PBS - President-elect Donald Trump has picked billionaire investor Wilbur Ross to lead the Commerce Department. If confirmed by Congress, Ross will be responsible for implementing Trump’s promises to toughen U.S. trade policies and promote economic growth.
Ross, who made his fortune by buying distressed businesses and turning them around for profit, is known as “the king of bankruptcy.” He is the chairman and CEO of the private equity firm WL Ross & Co., and has an estimated net worth of $2.5 billion, according to Forbes.
Ross got to know Trump in 1990 when he helped the real-estate mogul avoid financial collapse. Trump borrowed heavily to help finance the Taj Mahal Casino — he’d spend more than $1 billion on the Taj. The 1,250 room hotel with $14 million worth of chandeliers was meant to be the crown jewel of his growing real estate empire. But the Taj Mahal failed to turn a profit. Trump and his companies owed $3 billion to its lenders.
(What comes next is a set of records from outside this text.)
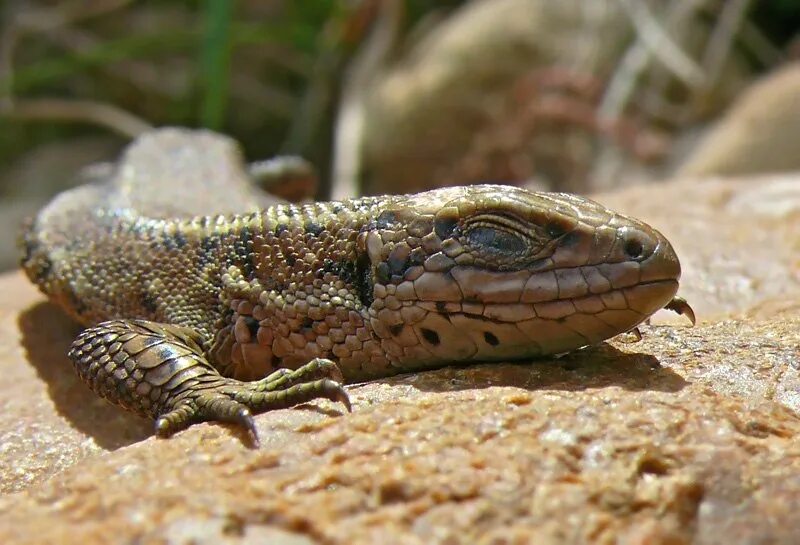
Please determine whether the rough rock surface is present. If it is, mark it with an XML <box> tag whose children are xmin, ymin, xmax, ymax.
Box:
<box><xmin>0</xmin><ymin>173</ymin><xmax>800</xmax><ymax>545</ymax></box>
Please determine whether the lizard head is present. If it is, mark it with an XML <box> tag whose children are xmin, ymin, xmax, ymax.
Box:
<box><xmin>358</xmin><ymin>185</ymin><xmax>680</xmax><ymax>367</ymax></box>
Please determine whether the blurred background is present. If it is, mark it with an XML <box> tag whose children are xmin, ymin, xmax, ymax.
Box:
<box><xmin>0</xmin><ymin>0</ymin><xmax>800</xmax><ymax>269</ymax></box>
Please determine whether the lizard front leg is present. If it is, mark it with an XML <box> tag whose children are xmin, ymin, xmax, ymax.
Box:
<box><xmin>69</xmin><ymin>320</ymin><xmax>350</xmax><ymax>444</ymax></box>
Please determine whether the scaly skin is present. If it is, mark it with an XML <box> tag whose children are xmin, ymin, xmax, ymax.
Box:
<box><xmin>23</xmin><ymin>129</ymin><xmax>690</xmax><ymax>439</ymax></box>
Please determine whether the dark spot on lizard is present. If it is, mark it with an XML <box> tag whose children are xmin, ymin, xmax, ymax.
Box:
<box><xmin>375</xmin><ymin>210</ymin><xmax>397</xmax><ymax>229</ymax></box>
<box><xmin>408</xmin><ymin>248</ymin><xmax>428</xmax><ymax>266</ymax></box>
<box><xmin>172</xmin><ymin>231</ymin><xmax>187</xmax><ymax>249</ymax></box>
<box><xmin>419</xmin><ymin>327</ymin><xmax>440</xmax><ymax>346</ymax></box>
<box><xmin>433</xmin><ymin>218</ymin><xmax>458</xmax><ymax>240</ymax></box>
<box><xmin>161</xmin><ymin>237</ymin><xmax>178</xmax><ymax>252</ymax></box>
<box><xmin>233</xmin><ymin>227</ymin><xmax>256</xmax><ymax>278</ymax></box>
<box><xmin>354</xmin><ymin>253</ymin><xmax>375</xmax><ymax>307</ymax></box>
<box><xmin>139</xmin><ymin>291</ymin><xmax>158</xmax><ymax>314</ymax></box>
<box><xmin>561</xmin><ymin>231</ymin><xmax>581</xmax><ymax>246</ymax></box>
<box><xmin>375</xmin><ymin>261</ymin><xmax>392</xmax><ymax>284</ymax></box>
<box><xmin>244</xmin><ymin>316</ymin><xmax>260</xmax><ymax>337</ymax></box>
<box><xmin>303</xmin><ymin>221</ymin><xmax>325</xmax><ymax>237</ymax></box>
Ross, who at the time worked at Rothschild & Co., represented bondholders who helped finance the Taj Mahal. He met with Trump and struck a deal to take over part of his failing business.
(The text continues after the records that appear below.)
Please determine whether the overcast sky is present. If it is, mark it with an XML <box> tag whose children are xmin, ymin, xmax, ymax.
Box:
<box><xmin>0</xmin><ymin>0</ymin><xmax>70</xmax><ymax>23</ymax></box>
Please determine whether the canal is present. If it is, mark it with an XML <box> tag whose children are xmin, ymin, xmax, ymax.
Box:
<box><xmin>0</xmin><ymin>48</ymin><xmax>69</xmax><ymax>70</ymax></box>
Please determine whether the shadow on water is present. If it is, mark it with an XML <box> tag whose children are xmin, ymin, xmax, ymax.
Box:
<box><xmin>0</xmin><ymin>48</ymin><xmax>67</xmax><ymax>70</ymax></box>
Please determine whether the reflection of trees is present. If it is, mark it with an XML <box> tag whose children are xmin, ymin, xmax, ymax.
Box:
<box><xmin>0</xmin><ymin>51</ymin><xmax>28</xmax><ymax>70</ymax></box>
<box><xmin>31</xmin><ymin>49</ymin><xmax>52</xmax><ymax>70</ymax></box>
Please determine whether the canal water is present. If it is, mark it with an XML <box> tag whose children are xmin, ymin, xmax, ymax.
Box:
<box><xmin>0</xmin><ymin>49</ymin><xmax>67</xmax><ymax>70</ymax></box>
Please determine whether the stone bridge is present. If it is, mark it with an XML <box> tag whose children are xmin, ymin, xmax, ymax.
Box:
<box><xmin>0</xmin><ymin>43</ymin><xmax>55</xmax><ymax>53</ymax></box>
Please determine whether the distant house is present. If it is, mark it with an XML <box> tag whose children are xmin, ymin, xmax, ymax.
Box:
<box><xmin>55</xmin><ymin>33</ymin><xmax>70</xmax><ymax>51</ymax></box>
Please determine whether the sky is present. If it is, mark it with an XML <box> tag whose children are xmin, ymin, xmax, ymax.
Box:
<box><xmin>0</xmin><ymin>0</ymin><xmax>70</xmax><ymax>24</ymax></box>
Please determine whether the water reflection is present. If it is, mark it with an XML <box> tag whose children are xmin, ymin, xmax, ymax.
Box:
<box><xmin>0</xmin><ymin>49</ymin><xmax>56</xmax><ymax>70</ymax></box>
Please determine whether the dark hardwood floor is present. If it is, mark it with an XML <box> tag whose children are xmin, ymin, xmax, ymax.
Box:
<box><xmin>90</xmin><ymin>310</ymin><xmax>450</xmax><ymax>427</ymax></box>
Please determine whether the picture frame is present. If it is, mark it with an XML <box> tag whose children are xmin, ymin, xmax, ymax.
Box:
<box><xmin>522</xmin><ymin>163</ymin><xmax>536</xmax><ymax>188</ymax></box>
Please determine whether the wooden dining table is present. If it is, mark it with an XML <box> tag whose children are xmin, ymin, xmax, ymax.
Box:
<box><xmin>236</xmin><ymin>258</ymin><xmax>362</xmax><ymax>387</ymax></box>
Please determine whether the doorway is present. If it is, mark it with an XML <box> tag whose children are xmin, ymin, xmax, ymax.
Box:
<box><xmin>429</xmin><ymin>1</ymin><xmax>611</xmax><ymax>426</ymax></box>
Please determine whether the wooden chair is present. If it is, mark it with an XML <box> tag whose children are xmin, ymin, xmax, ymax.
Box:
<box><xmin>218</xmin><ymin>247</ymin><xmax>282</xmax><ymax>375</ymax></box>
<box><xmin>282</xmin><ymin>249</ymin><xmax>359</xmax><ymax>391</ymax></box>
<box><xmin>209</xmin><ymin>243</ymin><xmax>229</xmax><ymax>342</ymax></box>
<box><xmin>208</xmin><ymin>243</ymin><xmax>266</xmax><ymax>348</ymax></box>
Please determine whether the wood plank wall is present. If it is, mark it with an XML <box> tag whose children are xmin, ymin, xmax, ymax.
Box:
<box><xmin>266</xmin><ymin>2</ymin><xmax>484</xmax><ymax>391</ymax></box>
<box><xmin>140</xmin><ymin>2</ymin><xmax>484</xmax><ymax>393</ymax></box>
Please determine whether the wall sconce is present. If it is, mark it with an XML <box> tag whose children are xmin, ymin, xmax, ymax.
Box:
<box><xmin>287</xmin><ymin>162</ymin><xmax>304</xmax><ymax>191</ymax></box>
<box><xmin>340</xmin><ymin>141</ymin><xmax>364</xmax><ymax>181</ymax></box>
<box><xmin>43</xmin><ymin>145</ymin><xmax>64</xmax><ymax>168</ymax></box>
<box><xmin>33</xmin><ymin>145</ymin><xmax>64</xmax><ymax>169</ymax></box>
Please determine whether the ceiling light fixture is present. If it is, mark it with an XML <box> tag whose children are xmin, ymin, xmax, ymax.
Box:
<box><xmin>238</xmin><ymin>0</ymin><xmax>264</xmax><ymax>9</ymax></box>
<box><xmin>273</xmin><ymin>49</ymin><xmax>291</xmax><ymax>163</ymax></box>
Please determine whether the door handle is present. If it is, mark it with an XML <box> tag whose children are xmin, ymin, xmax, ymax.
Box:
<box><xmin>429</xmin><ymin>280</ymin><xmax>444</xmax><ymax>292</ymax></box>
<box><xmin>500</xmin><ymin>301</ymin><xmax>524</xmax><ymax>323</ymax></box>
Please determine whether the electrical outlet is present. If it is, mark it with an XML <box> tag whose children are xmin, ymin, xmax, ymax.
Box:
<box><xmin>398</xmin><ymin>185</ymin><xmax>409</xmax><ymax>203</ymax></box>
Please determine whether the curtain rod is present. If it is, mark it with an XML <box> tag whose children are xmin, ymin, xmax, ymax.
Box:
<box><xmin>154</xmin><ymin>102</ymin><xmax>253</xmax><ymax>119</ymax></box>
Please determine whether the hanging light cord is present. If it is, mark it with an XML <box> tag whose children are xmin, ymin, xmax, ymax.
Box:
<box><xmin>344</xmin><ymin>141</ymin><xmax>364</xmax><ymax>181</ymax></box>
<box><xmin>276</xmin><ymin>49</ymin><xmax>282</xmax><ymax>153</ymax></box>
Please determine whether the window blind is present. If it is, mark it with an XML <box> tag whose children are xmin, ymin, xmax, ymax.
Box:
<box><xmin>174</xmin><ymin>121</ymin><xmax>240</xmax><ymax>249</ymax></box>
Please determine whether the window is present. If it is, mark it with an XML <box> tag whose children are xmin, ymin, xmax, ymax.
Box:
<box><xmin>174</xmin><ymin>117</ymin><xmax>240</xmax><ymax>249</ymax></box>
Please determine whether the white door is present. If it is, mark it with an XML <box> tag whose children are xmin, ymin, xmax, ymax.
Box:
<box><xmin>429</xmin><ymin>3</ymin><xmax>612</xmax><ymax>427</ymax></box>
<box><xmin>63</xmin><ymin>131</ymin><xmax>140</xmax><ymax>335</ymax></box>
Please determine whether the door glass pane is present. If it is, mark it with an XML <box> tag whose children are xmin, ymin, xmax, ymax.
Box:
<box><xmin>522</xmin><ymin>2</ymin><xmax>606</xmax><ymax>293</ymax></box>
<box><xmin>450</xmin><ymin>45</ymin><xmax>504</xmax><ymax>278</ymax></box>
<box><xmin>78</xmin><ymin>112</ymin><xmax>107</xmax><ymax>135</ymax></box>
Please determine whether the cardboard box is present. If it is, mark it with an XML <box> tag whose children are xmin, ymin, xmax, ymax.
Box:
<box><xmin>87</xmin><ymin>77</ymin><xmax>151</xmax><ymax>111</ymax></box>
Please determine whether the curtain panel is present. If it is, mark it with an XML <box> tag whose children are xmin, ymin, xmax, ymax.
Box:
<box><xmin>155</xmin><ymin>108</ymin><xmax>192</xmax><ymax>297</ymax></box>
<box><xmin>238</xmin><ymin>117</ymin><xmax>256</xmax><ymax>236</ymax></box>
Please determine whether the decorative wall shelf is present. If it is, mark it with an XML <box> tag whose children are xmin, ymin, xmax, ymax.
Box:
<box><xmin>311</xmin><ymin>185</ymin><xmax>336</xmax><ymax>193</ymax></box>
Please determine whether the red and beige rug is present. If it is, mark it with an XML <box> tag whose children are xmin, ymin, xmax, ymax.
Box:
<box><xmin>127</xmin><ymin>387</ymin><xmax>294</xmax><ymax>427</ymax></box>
“We could have foreclosed [on the Trump Taj Mahal], and he would have been gone,” Ross said in an interview with The New York Post earlier this year.
As is common in the high-stakes world of private equity, some of Ross’ acquisitions made him a fortune, while others brought controversy and second-guessing. He drew praise for buying struggling steel mills owned by companies in Ohio and Pennsylvania and selling them to Mittal Steel, the world’s largest steel and mining company, for a $2.5 billion profit in 2004. The year after the sale, Ross faced criticism when 12 miners died in an explosion just weeks after he invested in Sago Mine in West Virginia.
In 2008, as the global financial crisis loomed, Ross began putting together a list of small, struggling banks that he could invest in. Over the next few years, he poured more than $1.8 million in failing banks, according to Bloomberg Businessweek.
The spending spree would lead some to call Ross a “vulture investor,” but when he sat down with Frontline producer Martin Smith in 2011 for the documentary Money, Power & Wall Street, he described his work differently.
“It should be called a phoenix, because a vulture just eats carrion flesh. Phoenix is the bird that arises again from its ashes,” Ross said. “To me, a vulture is the right word for a liquidator. We’re not a liquidator. We try to rebuild things. So it’s a popular slang term, but I don’t think it’s very accurate for what we do.”